Dear Daniel, Not to dismiss your complaint outright, but have you gotten any direct feedback from people all skeptical about whether or not you are a Christian indie rock band? Because it sounds like you are projecting.

Back in the way back days, nigh a long decade ago, I was the publicist for Pedro the Lion's jump out of Christian rock underground and into the snobby secular light and I can tell you, post-Sufjan, post-Dave Bazan indie rock is a different world. Indie rock c. 2013 typically treats Christian bands with curiosity rather than contempt. Music press and secular music fans are much more capable of making a distinction between a band like yours that perhaps came up on the Christian coffeehouse circuit and bands that are proselytizing.

There are a lot of career examples you can work from these days, vis a vis, bands leaving the God Ghetto. Dave Bazan's Pedro the Lion-era political awakening turned out to be a creeping agnosticism and he is making incredible records about that transformation. Rather than trying to skirt any issue, he has been really direct his entire career and it helps that he made records that are now classics. There are bands like your former label mates Underoath, who courted godless hardcore kids by playing Warped Tour for, like, the last decade straight. Folks in Fleet Foxes managed to shake their Christian band bonafides off real well. Mewithoutyou, rather infamously, has made a point to tour with secular bands. Head and the Heart, Danielson, The Hold Steady have all made records that articulate complex and personal ideas about faith and spirituality; much of the stigma about doing such a thing is gone.

So, how to do you wanna handle it? There is no shame in working on both sides of the fence, as it seems like you already are. Secular audiences and press are not going to look askance because you are playing Cornerstone on your summer club tour. Being direct is good. You can be an our-faith-is-personal band and leave it there, or you can be out (so to speak), but I think trying to bury your past makes you seem sneaky, and I think "sneaky Christian band' is a rep you don't wanna get. Fix up your bio on your site, and make your transition to independent, secular band your story. Your current bio is pretty bad and could use some fixing anyhow.

From what I can tell, your band is the perhaps biggest band in Chico, CA (congrats) and you recently won an actual award for being the best band in city as well (nice plaque). You have done national touring and some regional, but probably not enough. Being the best band in Chico on album three is no small accomplishment, but is the next step really some hot luv from Stereogum or whomever? No, no it is not.
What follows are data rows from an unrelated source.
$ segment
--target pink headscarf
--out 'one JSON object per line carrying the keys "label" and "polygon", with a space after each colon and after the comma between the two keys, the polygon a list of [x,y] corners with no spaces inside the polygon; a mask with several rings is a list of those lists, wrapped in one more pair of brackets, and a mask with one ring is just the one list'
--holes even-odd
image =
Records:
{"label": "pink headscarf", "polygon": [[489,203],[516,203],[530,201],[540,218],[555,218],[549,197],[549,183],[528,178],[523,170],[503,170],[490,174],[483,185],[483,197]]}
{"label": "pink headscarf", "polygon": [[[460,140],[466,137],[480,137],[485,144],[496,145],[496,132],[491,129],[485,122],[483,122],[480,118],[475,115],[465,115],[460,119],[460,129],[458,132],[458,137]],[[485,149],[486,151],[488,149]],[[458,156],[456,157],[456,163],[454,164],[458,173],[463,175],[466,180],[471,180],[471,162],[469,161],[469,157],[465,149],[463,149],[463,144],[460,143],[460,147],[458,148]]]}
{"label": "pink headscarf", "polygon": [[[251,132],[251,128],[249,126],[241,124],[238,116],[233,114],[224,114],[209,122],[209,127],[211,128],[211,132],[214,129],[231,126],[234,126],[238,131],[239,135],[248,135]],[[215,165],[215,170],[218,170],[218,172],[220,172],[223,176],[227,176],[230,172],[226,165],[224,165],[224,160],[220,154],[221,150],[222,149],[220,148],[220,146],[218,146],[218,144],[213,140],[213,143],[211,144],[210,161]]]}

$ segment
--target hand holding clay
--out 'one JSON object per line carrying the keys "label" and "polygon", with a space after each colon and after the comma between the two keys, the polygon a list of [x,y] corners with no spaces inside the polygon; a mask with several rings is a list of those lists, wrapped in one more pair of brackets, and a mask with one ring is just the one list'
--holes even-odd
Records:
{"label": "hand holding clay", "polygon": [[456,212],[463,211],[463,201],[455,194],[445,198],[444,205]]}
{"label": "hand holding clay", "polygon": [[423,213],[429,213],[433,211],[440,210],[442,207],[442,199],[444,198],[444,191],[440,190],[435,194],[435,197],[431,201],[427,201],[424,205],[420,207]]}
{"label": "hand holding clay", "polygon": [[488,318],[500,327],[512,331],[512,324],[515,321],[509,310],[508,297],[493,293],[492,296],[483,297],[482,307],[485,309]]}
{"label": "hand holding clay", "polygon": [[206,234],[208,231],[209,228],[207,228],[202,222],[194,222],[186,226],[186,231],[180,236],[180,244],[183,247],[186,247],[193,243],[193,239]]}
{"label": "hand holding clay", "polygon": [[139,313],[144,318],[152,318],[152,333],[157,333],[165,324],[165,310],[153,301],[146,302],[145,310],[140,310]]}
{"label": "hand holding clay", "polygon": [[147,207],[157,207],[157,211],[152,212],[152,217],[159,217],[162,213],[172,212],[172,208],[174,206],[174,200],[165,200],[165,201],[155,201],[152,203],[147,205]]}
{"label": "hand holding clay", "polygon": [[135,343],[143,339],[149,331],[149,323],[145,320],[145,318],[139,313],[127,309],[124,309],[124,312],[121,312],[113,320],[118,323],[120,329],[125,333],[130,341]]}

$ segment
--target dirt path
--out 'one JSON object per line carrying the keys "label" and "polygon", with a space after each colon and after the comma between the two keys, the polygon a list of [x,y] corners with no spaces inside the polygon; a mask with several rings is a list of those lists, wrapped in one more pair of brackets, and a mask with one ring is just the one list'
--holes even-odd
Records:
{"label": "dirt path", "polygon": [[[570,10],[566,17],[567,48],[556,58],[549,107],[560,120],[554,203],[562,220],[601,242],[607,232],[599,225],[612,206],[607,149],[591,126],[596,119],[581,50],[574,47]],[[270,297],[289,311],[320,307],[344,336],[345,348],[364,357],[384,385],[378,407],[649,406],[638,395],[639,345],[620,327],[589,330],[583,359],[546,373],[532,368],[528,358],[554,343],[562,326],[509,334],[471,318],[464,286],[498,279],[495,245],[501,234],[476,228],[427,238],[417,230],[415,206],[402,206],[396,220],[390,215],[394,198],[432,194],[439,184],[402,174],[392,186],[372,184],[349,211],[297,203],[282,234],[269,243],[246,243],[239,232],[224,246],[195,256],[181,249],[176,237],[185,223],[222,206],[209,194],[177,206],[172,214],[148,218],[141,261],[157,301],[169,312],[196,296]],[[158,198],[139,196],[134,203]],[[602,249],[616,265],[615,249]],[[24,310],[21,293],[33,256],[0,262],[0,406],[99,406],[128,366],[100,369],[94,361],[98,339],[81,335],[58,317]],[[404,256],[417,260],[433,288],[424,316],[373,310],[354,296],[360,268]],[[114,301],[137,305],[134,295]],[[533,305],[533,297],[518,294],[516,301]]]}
Here is the bigger issue, and I say this not knowing how you have tried to promote your work or to who--but (no shots) you may not be an indie blog band. Your quiet tunes are pretty, you have lovely harmonies--but speaking as someone who gets sent a lot of albums, being a plaintive post-Fleet Foxes band with a bit of banjo probably isn't going to cut it. Because there are a crajillion bands like yours, vesting up and kicking out their drummer, right this very instant. It is a Mumford Mumford Mumford world we live in now and your banjo is no longer a novelty.